In other words, for a data point \( \vx \), it is desirable to have high value of \( \log p_{\text{model}}(\vx) \). Expanding this in terms of the latent variables we get,
\begin{aligned}
\log p_{\text{model}}(\vx) &= \log \left(\int_{\vz} p_{\text{model}}(\vx,\vz) d\vz \right) \\\\
&= \log \left(\int_{\vz} p_{\text{model}}(\vx,\vz) \frac{q(\vz|\vx)}{q(\vz|\vx)} d\vz \right) \\\\
&= \log \left(\int_{\vz} \frac{p_{\text{model}}(\vx,\vz)}{q(\vz|\vx)} q(\vz|\vx) d\vz \right) \\\\
&= \log \left(\expect{\vz \sim q(\vz|\vx)}{\frac{p_{\text{model}}(\vx,\vz)}{q(\vz|\vx)}} \right) \\\\
&\ge \expect{\vz \sim q(\vz|\vx)}{\log \left(\frac{p_{\text{model}}(\vx,\vz)}{q(\vz|\vx)} \right)} \\\\
&\ge \expect{\vz \sim q(\vz|\vx)}{\log p_{\text{model}}(\vx,\vz)} - \expect{\vz \sim q(\vz|\vx)}{\log q(\vz|\vx)} \\\\
&\ge \expect{\vz \sim q(\vz|\vx)}{\log p_{\text{model}}(\vx,\vz) } + \entropy{q(\vz|\vx)} \\\\
\end{aligned}
In these steps, we first exploded the marginal into an integral over joint probability. Then, after some simple mathematical manipulation, we applied Jensen's inequality to upper bound the log-likelihood in the 5th step.
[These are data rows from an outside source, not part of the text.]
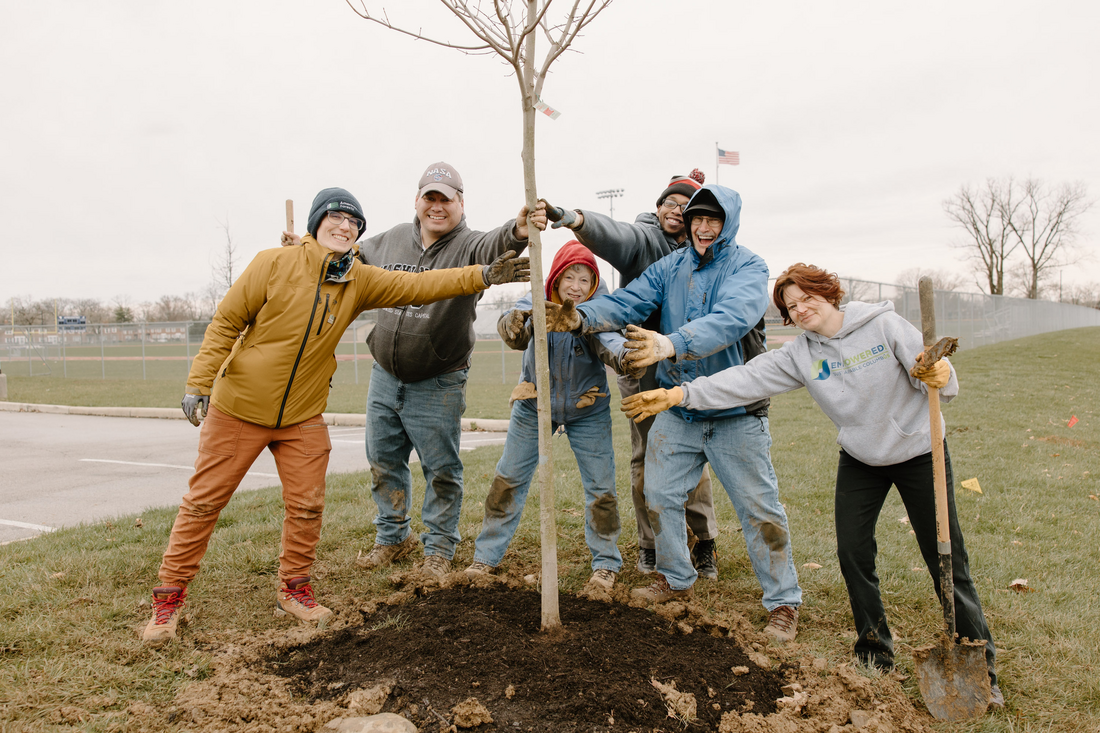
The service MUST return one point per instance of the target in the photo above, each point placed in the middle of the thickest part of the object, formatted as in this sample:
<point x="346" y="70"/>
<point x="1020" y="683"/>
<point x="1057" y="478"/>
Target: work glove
<point x="523" y="391"/>
<point x="507" y="269"/>
<point x="513" y="326"/>
<point x="646" y="347"/>
<point x="589" y="397"/>
<point x="937" y="375"/>
<point x="559" y="216"/>
<point x="646" y="404"/>
<point x="196" y="407"/>
<point x="562" y="317"/>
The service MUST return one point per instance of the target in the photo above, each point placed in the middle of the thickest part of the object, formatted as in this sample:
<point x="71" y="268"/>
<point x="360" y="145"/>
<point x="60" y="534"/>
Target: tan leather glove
<point x="523" y="391"/>
<point x="562" y="317"/>
<point x="646" y="347"/>
<point x="646" y="404"/>
<point x="937" y="375"/>
<point x="513" y="325"/>
<point x="589" y="397"/>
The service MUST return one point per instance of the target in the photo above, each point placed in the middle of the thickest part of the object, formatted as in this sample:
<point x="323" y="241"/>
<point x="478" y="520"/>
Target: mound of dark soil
<point x="598" y="673"/>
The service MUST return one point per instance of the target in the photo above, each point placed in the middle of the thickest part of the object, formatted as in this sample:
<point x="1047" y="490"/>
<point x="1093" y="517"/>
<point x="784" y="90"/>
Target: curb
<point x="342" y="419"/>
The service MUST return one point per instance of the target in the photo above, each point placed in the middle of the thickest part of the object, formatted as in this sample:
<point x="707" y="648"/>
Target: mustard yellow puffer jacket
<point x="272" y="342"/>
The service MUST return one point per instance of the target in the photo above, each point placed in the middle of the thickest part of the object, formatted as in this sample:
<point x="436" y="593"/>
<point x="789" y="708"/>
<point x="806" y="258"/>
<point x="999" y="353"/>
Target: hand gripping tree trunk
<point x="510" y="34"/>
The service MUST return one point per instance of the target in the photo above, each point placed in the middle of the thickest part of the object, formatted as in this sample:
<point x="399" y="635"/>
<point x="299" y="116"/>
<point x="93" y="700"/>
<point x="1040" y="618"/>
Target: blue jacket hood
<point x="729" y="200"/>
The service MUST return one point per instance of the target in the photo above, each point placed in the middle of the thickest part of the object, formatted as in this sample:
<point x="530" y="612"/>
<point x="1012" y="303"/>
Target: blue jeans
<point x="739" y="451"/>
<point x="425" y="416"/>
<point x="591" y="440"/>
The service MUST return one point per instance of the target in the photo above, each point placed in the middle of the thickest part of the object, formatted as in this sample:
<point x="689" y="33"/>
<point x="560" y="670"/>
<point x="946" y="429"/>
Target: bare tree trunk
<point x="548" y="523"/>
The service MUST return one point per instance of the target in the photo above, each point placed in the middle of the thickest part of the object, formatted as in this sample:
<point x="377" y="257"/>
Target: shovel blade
<point x="954" y="679"/>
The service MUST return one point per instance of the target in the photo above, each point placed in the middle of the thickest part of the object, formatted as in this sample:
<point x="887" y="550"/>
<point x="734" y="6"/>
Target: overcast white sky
<point x="132" y="129"/>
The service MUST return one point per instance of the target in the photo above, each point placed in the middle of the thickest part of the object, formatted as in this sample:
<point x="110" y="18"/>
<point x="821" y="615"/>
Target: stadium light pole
<point x="611" y="195"/>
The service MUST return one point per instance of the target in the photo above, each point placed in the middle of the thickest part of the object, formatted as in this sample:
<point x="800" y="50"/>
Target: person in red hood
<point x="579" y="404"/>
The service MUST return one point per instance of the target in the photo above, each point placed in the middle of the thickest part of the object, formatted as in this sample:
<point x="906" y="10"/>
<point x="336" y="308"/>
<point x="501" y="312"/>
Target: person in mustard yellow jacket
<point x="262" y="379"/>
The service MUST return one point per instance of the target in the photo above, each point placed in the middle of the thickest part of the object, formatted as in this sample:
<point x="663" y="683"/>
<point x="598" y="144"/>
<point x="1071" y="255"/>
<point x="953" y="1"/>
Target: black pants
<point x="860" y="492"/>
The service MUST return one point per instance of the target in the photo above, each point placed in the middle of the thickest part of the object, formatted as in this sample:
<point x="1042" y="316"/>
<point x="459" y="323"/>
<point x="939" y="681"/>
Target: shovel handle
<point x="938" y="467"/>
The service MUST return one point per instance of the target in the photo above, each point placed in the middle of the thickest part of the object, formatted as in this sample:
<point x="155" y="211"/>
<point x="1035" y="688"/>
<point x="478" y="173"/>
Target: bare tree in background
<point x="222" y="270"/>
<point x="942" y="280"/>
<point x="1044" y="225"/>
<point x="985" y="214"/>
<point x="510" y="30"/>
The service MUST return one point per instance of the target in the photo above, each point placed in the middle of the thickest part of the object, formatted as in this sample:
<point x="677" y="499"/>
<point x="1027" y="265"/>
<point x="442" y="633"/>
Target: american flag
<point x="728" y="157"/>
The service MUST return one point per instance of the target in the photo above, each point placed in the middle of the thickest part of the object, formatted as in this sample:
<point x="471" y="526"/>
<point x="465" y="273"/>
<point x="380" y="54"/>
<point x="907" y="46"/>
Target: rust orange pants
<point x="228" y="447"/>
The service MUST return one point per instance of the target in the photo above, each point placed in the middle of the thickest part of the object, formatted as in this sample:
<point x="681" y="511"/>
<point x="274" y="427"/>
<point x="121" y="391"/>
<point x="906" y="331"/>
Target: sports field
<point x="73" y="601"/>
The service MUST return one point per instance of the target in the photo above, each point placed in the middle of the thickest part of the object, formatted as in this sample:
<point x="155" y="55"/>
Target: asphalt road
<point x="64" y="470"/>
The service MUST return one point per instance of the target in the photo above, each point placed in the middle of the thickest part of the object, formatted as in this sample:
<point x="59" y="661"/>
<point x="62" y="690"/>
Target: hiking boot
<point x="660" y="592"/>
<point x="383" y="555"/>
<point x="296" y="598"/>
<point x="782" y="623"/>
<point x="603" y="579"/>
<point x="167" y="601"/>
<point x="705" y="559"/>
<point x="436" y="565"/>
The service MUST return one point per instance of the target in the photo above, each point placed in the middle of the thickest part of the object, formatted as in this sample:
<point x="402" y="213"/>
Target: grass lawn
<point x="74" y="599"/>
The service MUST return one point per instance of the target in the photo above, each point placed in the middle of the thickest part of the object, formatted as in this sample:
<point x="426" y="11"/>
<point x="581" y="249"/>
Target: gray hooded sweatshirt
<point x="859" y="378"/>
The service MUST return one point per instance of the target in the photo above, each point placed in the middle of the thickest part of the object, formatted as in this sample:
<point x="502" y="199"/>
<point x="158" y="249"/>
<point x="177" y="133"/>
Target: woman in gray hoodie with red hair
<point x="859" y="363"/>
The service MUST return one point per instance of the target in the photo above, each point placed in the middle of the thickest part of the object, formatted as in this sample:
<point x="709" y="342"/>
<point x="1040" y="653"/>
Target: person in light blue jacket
<point x="861" y="363"/>
<point x="710" y="296"/>
<point x="579" y="403"/>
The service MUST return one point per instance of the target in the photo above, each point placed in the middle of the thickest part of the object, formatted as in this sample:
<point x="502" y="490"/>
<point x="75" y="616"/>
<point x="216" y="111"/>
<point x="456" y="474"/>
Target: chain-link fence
<point x="165" y="350"/>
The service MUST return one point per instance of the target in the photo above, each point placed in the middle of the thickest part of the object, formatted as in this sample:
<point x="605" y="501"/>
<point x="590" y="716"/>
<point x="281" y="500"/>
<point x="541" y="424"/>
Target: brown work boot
<point x="383" y="555"/>
<point x="660" y="592"/>
<point x="782" y="623"/>
<point x="436" y="565"/>
<point x="167" y="601"/>
<point x="296" y="598"/>
<point x="603" y="579"/>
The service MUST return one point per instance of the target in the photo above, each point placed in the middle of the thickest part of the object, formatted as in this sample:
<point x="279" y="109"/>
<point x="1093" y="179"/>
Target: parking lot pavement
<point x="64" y="470"/>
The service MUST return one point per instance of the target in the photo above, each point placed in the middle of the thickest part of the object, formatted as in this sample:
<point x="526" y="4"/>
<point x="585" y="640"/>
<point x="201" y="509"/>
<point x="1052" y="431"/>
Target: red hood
<point x="572" y="253"/>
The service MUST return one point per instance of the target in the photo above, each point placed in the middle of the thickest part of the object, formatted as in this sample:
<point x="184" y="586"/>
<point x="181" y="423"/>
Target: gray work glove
<point x="507" y="269"/>
<point x="562" y="317"/>
<point x="196" y="407"/>
<point x="559" y="216"/>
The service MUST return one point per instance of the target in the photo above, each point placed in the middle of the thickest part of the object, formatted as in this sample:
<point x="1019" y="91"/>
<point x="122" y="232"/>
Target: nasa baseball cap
<point x="442" y="177"/>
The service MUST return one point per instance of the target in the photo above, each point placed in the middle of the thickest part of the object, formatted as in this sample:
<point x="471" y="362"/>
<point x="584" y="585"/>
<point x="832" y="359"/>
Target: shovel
<point x="954" y="678"/>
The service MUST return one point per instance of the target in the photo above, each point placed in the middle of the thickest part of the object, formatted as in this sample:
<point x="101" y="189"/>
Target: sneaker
<point x="996" y="697"/>
<point x="383" y="555"/>
<point x="603" y="578"/>
<point x="167" y="601"/>
<point x="296" y="598"/>
<point x="436" y="565"/>
<point x="705" y="559"/>
<point x="660" y="592"/>
<point x="782" y="623"/>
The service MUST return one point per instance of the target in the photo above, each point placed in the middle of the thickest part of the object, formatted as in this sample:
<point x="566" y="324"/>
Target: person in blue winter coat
<point x="860" y="364"/>
<point x="579" y="403"/>
<point x="710" y="296"/>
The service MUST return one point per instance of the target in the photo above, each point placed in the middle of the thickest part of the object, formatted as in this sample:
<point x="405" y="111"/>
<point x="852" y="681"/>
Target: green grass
<point x="69" y="616"/>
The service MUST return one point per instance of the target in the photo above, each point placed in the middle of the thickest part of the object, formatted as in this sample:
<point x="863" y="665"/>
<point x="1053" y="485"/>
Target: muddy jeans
<point x="425" y="416"/>
<point x="860" y="492"/>
<point x="739" y="450"/>
<point x="700" y="507"/>
<point x="228" y="447"/>
<point x="591" y="440"/>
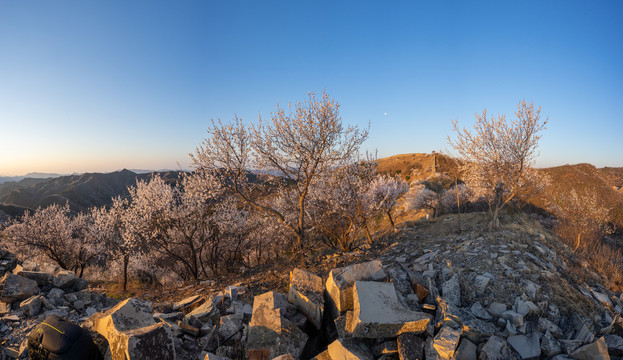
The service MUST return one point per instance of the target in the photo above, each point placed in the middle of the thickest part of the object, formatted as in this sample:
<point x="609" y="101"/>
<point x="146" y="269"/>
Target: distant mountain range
<point x="34" y="175"/>
<point x="80" y="191"/>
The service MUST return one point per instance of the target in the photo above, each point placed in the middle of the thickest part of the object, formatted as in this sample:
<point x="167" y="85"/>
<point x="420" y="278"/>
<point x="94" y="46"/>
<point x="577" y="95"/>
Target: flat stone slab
<point x="306" y="294"/>
<point x="270" y="333"/>
<point x="187" y="302"/>
<point x="17" y="288"/>
<point x="467" y="350"/>
<point x="496" y="348"/>
<point x="348" y="349"/>
<point x="132" y="332"/>
<point x="615" y="345"/>
<point x="378" y="313"/>
<point x="595" y="351"/>
<point x="528" y="347"/>
<point x="451" y="290"/>
<point x="446" y="341"/>
<point x="341" y="281"/>
<point x="545" y="325"/>
<point x="204" y="312"/>
<point x="410" y="347"/>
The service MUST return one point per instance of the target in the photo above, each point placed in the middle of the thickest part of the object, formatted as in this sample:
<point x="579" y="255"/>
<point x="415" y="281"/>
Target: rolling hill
<point x="80" y="191"/>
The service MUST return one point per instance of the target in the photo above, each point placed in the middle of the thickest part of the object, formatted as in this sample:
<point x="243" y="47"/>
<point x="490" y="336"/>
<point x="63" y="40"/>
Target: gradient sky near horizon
<point x="96" y="86"/>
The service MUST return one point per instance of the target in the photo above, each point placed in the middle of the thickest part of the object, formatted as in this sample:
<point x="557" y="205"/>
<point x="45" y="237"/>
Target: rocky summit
<point x="454" y="296"/>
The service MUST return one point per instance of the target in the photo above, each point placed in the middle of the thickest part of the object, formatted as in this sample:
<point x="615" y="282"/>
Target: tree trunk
<point x="495" y="218"/>
<point x="301" y="222"/>
<point x="577" y="241"/>
<point x="365" y="226"/>
<point x="126" y="260"/>
<point x="391" y="220"/>
<point x="458" y="202"/>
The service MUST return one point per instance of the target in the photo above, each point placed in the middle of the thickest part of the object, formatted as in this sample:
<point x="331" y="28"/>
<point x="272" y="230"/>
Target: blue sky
<point x="99" y="86"/>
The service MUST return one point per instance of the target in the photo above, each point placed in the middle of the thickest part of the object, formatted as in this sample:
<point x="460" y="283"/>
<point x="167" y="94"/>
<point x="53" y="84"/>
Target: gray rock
<point x="615" y="345"/>
<point x="446" y="341"/>
<point x="549" y="344"/>
<point x="480" y="312"/>
<point x="388" y="347"/>
<point x="496" y="309"/>
<point x="602" y="298"/>
<point x="495" y="348"/>
<point x="509" y="329"/>
<point x="351" y="349"/>
<point x="569" y="346"/>
<point x="521" y="307"/>
<point x="597" y="350"/>
<point x="531" y="289"/>
<point x="230" y="325"/>
<point x="515" y="318"/>
<point x="527" y="347"/>
<point x="208" y="310"/>
<point x="546" y="325"/>
<point x="132" y="332"/>
<point x="32" y="305"/>
<point x="481" y="282"/>
<point x="17" y="288"/>
<point x="55" y="293"/>
<point x="429" y="351"/>
<point x="466" y="351"/>
<point x="378" y="314"/>
<point x="584" y="335"/>
<point x="270" y="333"/>
<point x="477" y="330"/>
<point x="42" y="278"/>
<point x="410" y="347"/>
<point x="340" y="282"/>
<point x="451" y="290"/>
<point x="306" y="293"/>
<point x="553" y="314"/>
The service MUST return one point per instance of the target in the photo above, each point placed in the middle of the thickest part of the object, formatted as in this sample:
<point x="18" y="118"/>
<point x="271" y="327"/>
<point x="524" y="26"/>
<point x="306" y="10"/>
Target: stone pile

Finally, in the last step, we represented \( -\expect{r} \log r \) as the entropy \( \entropy{r} \).
This last bound is known as the variational lower bound that we have studied as part of the variational inference approaches.
It is also known as evidence lower bound (ELBO) because it is a lower bound on the evidence \( p_{\text{model}}(\vx) \).
Variational inference approaches optimize to maximize the value of this lower bound.
Intuitively, the first term, \( p_{\text{model}}(\vx,\vz) \) ensures that the model achieves a high joint-likelihood of latent variables with the observed variables.
Maximizing for a high value of the second term, \( \entropy{q(\vz|\vx)} \), encourages the placement of high probability mass on many values of \( \vz \), as opposed to collapsing to a single most likely value of \( \vz \).
We can write this lower bound as a function of the parameters of \( q \), as \( \loss(q) \).
Variational autoencoders are trained to maximize the value of \( \loss(q) \).
$$ \loss(q) = \expect{\vz \sim q(\vz|\vx)}{\log p_{\text{model}}(\vx,\vz) } + \entropy{q(\vz|\vx)} $$